Tea farm. PHOTO/@KTDAHoldingsLtd/X
Tea farm. PHOTO/@KTDAHoldingsLtd/X

Shipping costs, fuel pressure

Njeru further noted that shipping lines had introduced new surcharges targeting importers as one way of protecting their ships.

Addressing the press in Naivasha during the authority training, he said that the current situation had been worsened by the move by the government to raise fuel prices.

He said that this would hurt the cost of production and transport, meaning a reduction in bonuses set to be paid in the next two months.

While calling for state support and subsidies, Njeru warned that gains made in the sector for years could be eroded by the current fuel crisis.

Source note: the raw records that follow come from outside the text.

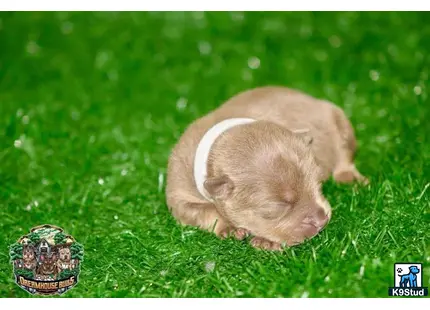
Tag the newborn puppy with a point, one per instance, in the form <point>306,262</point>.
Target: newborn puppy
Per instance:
<point>255,166</point>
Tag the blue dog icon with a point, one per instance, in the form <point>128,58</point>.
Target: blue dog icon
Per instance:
<point>410,278</point>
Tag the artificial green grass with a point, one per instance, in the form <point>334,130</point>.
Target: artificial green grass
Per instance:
<point>91,104</point>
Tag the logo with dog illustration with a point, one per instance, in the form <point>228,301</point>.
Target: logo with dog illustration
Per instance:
<point>46,261</point>
<point>408,280</point>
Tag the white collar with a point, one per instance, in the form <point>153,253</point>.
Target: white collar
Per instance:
<point>204,147</point>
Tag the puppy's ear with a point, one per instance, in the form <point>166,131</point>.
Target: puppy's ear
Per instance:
<point>305,135</point>
<point>219,187</point>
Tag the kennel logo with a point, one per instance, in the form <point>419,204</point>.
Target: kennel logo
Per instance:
<point>408,280</point>
<point>46,261</point>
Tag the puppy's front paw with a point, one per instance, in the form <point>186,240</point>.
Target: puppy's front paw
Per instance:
<point>261,243</point>
<point>238,233</point>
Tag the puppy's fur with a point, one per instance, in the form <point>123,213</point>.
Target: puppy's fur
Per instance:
<point>264,177</point>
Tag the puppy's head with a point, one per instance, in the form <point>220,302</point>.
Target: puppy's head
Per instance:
<point>65,254</point>
<point>28,252</point>
<point>264,178</point>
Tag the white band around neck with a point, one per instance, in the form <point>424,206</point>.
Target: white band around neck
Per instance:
<point>204,148</point>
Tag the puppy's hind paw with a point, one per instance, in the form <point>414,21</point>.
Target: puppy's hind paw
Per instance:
<point>237,233</point>
<point>261,243</point>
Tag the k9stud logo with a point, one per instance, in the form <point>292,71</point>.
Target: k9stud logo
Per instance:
<point>408,280</point>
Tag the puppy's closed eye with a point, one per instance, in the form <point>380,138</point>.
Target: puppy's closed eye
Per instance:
<point>273,211</point>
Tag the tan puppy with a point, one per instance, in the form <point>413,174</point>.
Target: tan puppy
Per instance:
<point>262,176</point>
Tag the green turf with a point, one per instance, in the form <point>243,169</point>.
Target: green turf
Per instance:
<point>102,97</point>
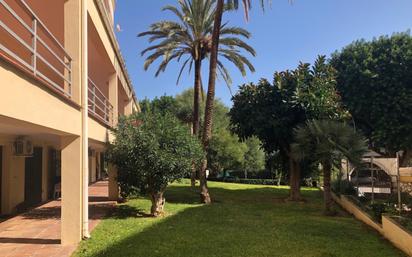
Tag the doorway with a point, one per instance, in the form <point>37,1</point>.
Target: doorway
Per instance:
<point>33,178</point>
<point>1,174</point>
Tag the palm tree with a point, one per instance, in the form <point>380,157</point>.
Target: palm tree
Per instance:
<point>214,63</point>
<point>325,142</point>
<point>191,38</point>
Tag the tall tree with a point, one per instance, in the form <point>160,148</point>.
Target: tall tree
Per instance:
<point>151,150</point>
<point>207,129</point>
<point>325,142</point>
<point>270,111</point>
<point>190,39</point>
<point>374,79</point>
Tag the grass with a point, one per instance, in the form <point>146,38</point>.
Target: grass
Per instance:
<point>244,221</point>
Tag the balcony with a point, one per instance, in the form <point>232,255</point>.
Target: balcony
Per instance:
<point>99,106</point>
<point>29,44</point>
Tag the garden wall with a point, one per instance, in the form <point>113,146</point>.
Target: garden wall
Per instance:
<point>390,229</point>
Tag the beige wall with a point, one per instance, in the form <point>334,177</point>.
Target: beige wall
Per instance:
<point>21,96</point>
<point>391,230</point>
<point>30,108</point>
<point>13,180</point>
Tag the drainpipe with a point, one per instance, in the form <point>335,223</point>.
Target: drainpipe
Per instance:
<point>85,129</point>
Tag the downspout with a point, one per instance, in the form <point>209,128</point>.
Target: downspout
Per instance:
<point>85,129</point>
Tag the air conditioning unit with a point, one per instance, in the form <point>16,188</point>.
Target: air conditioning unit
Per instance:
<point>23,147</point>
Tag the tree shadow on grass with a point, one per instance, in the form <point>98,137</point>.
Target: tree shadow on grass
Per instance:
<point>244,222</point>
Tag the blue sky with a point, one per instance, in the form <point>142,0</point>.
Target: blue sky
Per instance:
<point>282,36</point>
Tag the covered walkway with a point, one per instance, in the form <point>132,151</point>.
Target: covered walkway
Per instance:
<point>37,233</point>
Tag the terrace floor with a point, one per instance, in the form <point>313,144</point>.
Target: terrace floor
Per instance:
<point>37,233</point>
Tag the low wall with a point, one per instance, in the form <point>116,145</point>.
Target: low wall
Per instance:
<point>357,212</point>
<point>390,229</point>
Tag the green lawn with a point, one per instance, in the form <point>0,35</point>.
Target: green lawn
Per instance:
<point>244,220</point>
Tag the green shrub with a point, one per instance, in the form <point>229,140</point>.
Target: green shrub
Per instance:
<point>378,209</point>
<point>150,151</point>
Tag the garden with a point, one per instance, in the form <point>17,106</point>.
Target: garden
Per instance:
<point>244,220</point>
<point>198,178</point>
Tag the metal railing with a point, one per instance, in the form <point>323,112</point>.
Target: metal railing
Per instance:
<point>108,11</point>
<point>99,105</point>
<point>39,40</point>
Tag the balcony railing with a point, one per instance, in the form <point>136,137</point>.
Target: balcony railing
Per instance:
<point>99,105</point>
<point>40,52</point>
<point>108,11</point>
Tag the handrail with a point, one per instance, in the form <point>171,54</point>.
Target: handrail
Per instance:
<point>36,56</point>
<point>99,105</point>
<point>34,16</point>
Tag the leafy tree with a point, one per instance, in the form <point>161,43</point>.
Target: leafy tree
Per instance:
<point>213,67</point>
<point>150,151</point>
<point>270,111</point>
<point>226,152</point>
<point>189,39</point>
<point>254,157</point>
<point>374,79</point>
<point>163,104</point>
<point>325,142</point>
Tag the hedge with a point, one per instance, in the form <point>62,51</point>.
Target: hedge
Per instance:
<point>246,181</point>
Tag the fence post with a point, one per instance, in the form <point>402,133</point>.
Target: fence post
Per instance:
<point>34,46</point>
<point>94,99</point>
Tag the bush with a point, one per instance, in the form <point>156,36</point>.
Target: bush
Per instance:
<point>245,181</point>
<point>378,209</point>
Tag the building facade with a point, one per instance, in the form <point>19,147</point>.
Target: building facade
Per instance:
<point>63,86</point>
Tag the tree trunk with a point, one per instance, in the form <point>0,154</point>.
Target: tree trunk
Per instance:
<point>158,203</point>
<point>327,194</point>
<point>196,108</point>
<point>207,128</point>
<point>193,176</point>
<point>196,98</point>
<point>294,180</point>
<point>405,158</point>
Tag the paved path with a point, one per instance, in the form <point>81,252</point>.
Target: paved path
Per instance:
<point>37,232</point>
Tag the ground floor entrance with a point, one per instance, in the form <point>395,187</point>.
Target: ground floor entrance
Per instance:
<point>33,178</point>
<point>37,232</point>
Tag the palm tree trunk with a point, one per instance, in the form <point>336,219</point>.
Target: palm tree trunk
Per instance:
<point>405,158</point>
<point>294,180</point>
<point>196,99</point>
<point>327,170</point>
<point>158,203</point>
<point>196,107</point>
<point>207,128</point>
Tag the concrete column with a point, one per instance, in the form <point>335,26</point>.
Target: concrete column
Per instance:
<point>73,43</point>
<point>114,96</point>
<point>113,185</point>
<point>71,169</point>
<point>93,168</point>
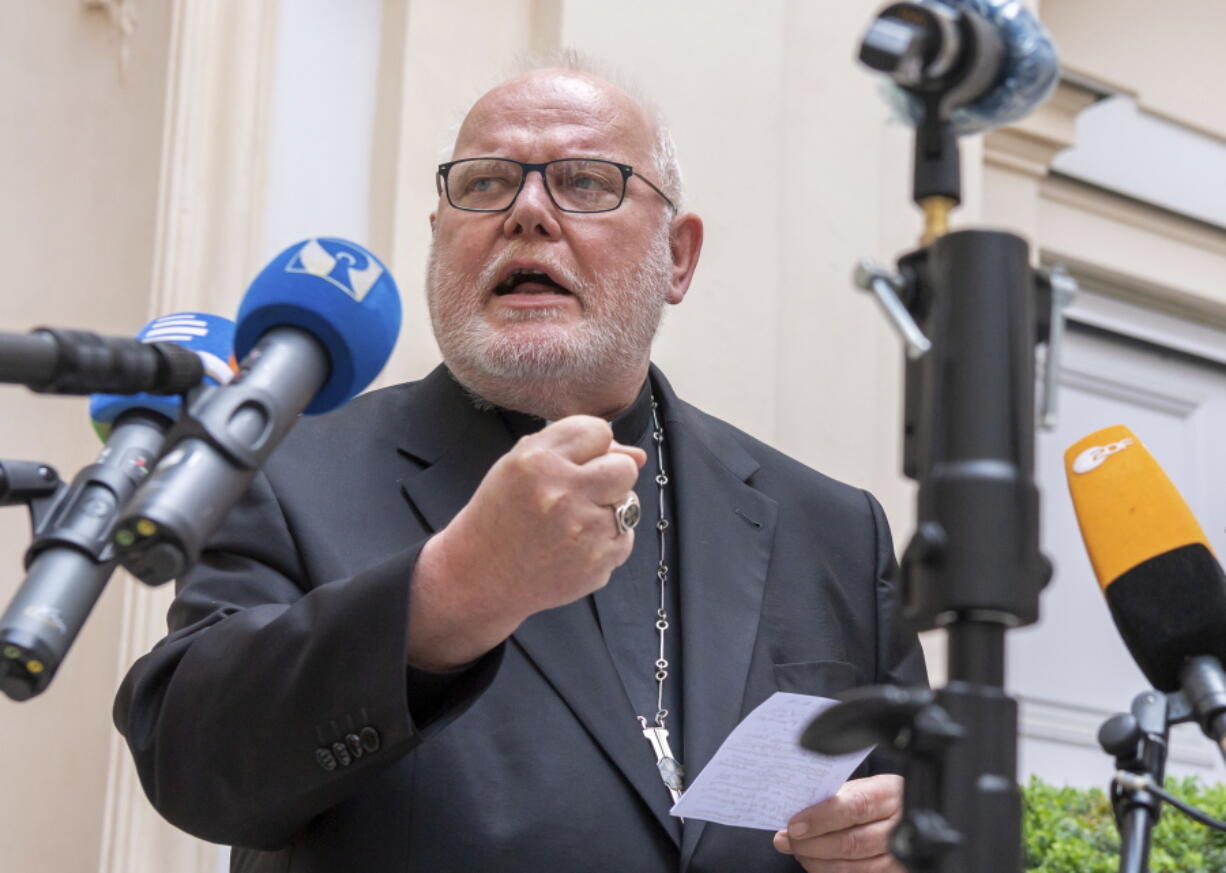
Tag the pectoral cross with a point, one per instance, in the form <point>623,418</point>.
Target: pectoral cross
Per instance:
<point>670,768</point>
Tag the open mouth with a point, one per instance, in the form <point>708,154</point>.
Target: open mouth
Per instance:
<point>526,281</point>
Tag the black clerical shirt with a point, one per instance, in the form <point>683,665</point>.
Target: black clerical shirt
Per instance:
<point>625,608</point>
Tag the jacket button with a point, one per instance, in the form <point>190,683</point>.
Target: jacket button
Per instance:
<point>370,741</point>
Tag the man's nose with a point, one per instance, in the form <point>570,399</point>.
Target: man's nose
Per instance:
<point>532,213</point>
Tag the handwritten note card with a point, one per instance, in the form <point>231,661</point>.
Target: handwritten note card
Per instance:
<point>760,776</point>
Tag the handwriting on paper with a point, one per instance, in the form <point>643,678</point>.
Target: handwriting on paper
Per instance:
<point>760,776</point>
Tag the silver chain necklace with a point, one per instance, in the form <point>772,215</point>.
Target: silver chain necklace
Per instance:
<point>657,735</point>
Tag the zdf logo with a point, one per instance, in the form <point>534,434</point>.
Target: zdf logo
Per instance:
<point>1095,455</point>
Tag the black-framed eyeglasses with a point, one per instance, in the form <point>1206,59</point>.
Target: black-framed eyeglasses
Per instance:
<point>573,184</point>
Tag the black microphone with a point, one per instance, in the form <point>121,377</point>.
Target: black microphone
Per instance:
<point>314,329</point>
<point>1164,586</point>
<point>71,557</point>
<point>53,361</point>
<point>989,61</point>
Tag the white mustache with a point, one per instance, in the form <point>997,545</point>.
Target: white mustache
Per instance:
<point>560,274</point>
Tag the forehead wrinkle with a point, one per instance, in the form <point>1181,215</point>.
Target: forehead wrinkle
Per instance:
<point>543,112</point>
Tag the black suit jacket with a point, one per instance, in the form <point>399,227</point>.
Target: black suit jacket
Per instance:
<point>278,716</point>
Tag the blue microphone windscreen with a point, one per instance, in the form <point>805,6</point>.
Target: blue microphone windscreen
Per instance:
<point>209,336</point>
<point>1030,71</point>
<point>337,292</point>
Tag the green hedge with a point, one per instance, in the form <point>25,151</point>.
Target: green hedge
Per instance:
<point>1073,830</point>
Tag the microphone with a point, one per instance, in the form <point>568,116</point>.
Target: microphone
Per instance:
<point>991,60</point>
<point>1164,586</point>
<point>53,361</point>
<point>314,329</point>
<point>71,557</point>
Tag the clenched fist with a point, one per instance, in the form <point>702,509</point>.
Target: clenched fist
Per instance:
<point>537,533</point>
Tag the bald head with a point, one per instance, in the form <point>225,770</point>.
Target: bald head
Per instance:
<point>541,303</point>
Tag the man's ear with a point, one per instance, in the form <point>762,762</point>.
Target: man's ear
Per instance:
<point>685,244</point>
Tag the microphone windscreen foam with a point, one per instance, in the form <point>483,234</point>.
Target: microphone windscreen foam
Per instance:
<point>210,336</point>
<point>1028,75</point>
<point>337,292</point>
<point>1164,586</point>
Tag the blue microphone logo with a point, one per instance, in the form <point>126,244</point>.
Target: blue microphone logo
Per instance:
<point>348,267</point>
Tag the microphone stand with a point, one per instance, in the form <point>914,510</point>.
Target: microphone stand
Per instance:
<point>971,310</point>
<point>1139,741</point>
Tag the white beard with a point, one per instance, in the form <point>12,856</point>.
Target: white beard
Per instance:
<point>536,364</point>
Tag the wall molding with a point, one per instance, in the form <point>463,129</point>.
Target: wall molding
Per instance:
<point>1072,725</point>
<point>212,177</point>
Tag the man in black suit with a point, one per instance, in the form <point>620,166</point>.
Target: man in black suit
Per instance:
<point>429,639</point>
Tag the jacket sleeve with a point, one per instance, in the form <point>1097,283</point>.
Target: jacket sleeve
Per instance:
<point>899,656</point>
<point>272,699</point>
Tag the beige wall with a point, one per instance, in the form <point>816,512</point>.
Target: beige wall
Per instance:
<point>1167,54</point>
<point>80,150</point>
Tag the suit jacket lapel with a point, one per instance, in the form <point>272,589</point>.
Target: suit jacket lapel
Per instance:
<point>725,530</point>
<point>459,444</point>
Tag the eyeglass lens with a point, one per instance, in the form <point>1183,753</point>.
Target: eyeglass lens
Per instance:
<point>576,184</point>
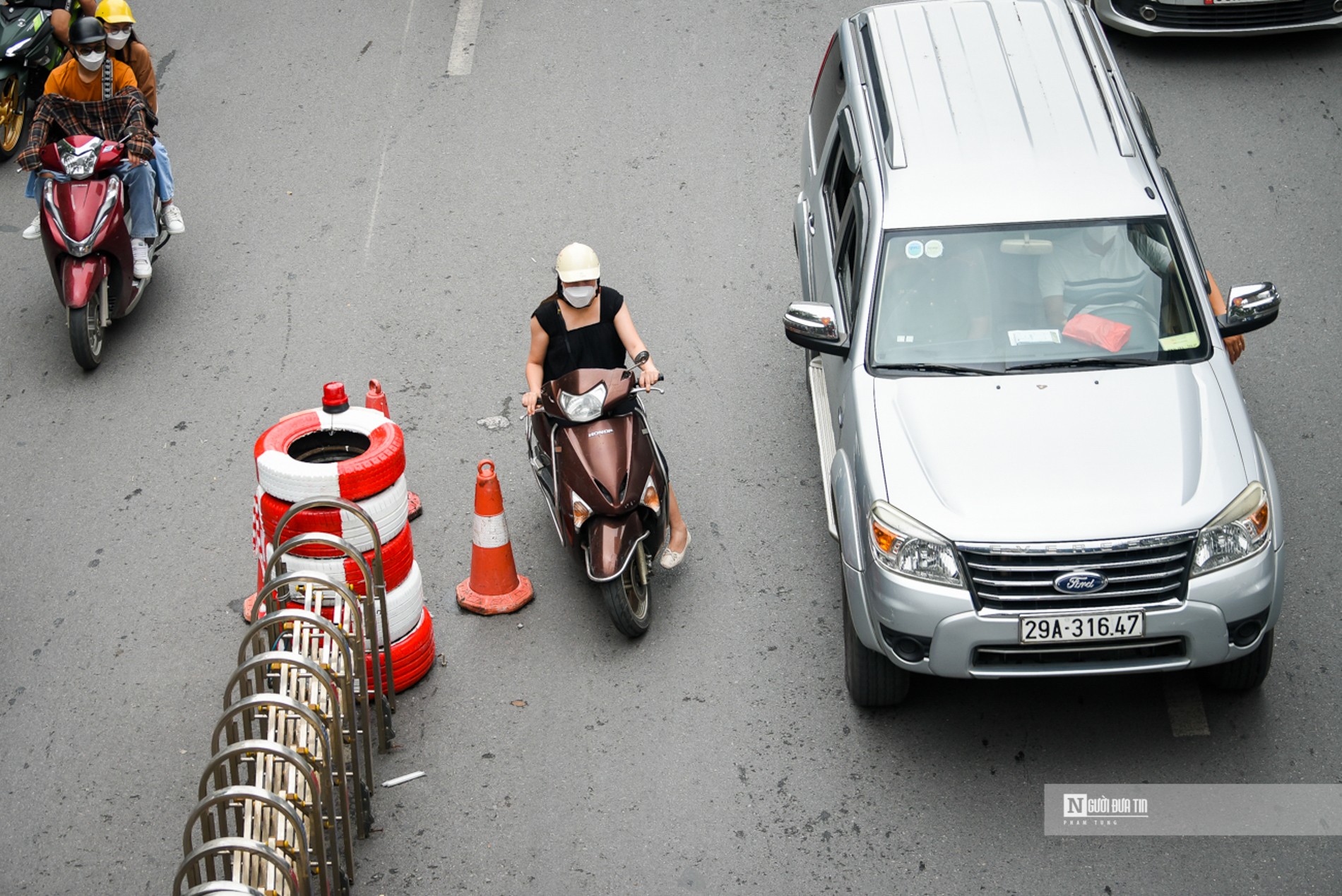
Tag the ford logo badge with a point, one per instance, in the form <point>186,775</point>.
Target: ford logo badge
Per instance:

“Tea is one of the sectors that is highly taxed in the country despite raking in billions in foreign exchange, and we are asking the government to review some of the levies,” he said.

The authority’s vice-chairman engineer Simon Musonik added that they were also concerned by the high cost of labour and a rise in the prices of farm inputs like fertiliser.

“As we grapple with the high cost of labour, we have been hit by the shipping and fuel crisis, and we are calling on the government to put some austerity measures in place to cushion farmers,” he said.